ModernBERT-NHSVM: calibrated multiclass SVM over ModernBERT embeddings

Hierarchy-aware multiclass SVM with a Crammer–Singer joint margin over ModernBERT mean-pool embeddings, post-hoc temperature-calibrated.

implemented in Atelier docs →

Motivation

The Atelier classification pipeline fuses up to six evidence channels under Dempster-Shafer theory. Channel independence is load-bearing for the fusion (see docs/src/architecture/dst-evidence-independence.md): two channels that share an encoder also share their failure modes, which violates the source-independence assumption Dempster’s rule requires. The SVM channel exists to supply margin-driven, hierarchy-aware evidence architecturally distinct from the retrieval (ColBERT MaxSim) and gradient-boosted (CatBoost) channels.

A native hierarchical formulation matters because the target taxonomies are deep (the v0.5.1 UAT line spans 287 nodes) and non-leaf nodes are first-class prediction targets — a flat one-vs-rest classifier discards the structural prior the taxonomy carries.

Formulation

The natural Kronecker expansion phi(x, y) = sqrt(alpha_y) * (x ⊗ e_y) from Choi et al. 2015 (Eq. 5) works for sparse text features — a few hundred nonzero dimensions per row — but catastrophically degrades on dense pretrained embeddings where every dimension is nonzero with similar magnitude. On the 1149-row reference, the same expansion reaches 98.93% top-1 fit-on-train with TF-IDF features versus 4.26% with ModernBERT mean-pool features — a structural mismatch, not a tuning gap (src/atelier/classify/factorized_nhsvm.py:5-9).

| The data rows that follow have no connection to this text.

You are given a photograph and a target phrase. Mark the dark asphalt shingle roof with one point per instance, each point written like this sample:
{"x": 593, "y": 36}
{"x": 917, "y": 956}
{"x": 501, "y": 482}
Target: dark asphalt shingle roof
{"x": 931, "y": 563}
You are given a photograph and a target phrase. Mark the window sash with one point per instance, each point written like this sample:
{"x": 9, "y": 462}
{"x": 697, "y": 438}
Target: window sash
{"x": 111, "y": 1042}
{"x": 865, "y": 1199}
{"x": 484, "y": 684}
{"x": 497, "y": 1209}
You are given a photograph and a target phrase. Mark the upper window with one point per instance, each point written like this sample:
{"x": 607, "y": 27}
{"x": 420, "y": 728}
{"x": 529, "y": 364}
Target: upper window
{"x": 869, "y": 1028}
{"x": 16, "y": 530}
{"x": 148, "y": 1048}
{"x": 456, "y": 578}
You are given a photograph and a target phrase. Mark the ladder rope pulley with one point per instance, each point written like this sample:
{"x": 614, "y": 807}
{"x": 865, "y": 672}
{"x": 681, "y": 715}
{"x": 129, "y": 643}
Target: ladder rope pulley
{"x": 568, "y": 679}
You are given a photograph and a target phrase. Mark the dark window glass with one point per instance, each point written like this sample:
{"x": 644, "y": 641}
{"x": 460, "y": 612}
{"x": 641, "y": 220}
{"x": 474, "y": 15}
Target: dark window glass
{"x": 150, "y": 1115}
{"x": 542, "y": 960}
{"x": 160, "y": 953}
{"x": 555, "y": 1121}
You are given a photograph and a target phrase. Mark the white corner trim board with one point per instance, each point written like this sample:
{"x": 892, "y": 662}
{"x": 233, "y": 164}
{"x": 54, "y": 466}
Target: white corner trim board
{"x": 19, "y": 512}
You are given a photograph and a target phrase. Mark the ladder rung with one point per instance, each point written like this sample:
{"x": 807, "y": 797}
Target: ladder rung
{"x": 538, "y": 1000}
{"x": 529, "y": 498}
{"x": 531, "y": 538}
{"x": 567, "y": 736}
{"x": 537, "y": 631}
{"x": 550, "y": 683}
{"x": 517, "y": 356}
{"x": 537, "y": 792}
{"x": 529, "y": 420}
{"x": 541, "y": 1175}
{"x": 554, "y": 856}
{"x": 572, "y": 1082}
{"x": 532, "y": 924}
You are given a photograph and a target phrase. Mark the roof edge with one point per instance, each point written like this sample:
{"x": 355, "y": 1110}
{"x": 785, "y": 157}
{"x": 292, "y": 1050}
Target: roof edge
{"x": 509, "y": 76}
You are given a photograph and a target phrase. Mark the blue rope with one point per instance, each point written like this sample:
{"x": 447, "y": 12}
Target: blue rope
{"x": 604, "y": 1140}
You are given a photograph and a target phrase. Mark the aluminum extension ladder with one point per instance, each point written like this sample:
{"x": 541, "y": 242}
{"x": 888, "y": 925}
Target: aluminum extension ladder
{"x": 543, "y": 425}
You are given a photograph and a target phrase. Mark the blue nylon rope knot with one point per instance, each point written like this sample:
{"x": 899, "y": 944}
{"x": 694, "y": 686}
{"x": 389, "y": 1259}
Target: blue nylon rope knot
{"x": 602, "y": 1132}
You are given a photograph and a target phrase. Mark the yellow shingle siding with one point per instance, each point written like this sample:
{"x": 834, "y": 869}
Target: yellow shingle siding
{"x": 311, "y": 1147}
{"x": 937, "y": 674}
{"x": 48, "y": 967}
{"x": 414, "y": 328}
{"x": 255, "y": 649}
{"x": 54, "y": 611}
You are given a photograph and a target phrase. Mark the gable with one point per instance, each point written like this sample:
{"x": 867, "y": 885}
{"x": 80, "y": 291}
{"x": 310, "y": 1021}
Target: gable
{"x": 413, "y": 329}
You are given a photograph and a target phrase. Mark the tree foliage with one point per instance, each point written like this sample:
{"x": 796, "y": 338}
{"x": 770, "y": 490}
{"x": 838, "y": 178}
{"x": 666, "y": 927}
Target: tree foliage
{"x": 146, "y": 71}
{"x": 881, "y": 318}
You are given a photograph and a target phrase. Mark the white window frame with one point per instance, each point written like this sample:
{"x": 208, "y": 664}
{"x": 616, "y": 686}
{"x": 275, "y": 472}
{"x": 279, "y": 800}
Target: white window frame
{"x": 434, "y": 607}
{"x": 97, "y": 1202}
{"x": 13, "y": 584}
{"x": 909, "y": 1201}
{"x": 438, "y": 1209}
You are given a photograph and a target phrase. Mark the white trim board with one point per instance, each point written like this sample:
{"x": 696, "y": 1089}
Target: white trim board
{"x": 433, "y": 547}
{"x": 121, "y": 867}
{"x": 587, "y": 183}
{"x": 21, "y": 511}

The factorized form learns one weight vector W_n in R^d per hierarchy node and computes the path score directly,

gamma(x, y) = sum_{n in A_y} alpha_n * (W_n^T x),

where A_y is the root-to-y ancestor set, without ever materializing the Kronecker product. Operationally the model is a single (n_nodes, d) linear layer with the path indicator M_alpha = (path_indicator) * diag(alpha) baked into a frozen buffer, so the forward pass is two matmuls:

node_scores = X @ W.T; path_scores = node_scores @ M_alpha.T.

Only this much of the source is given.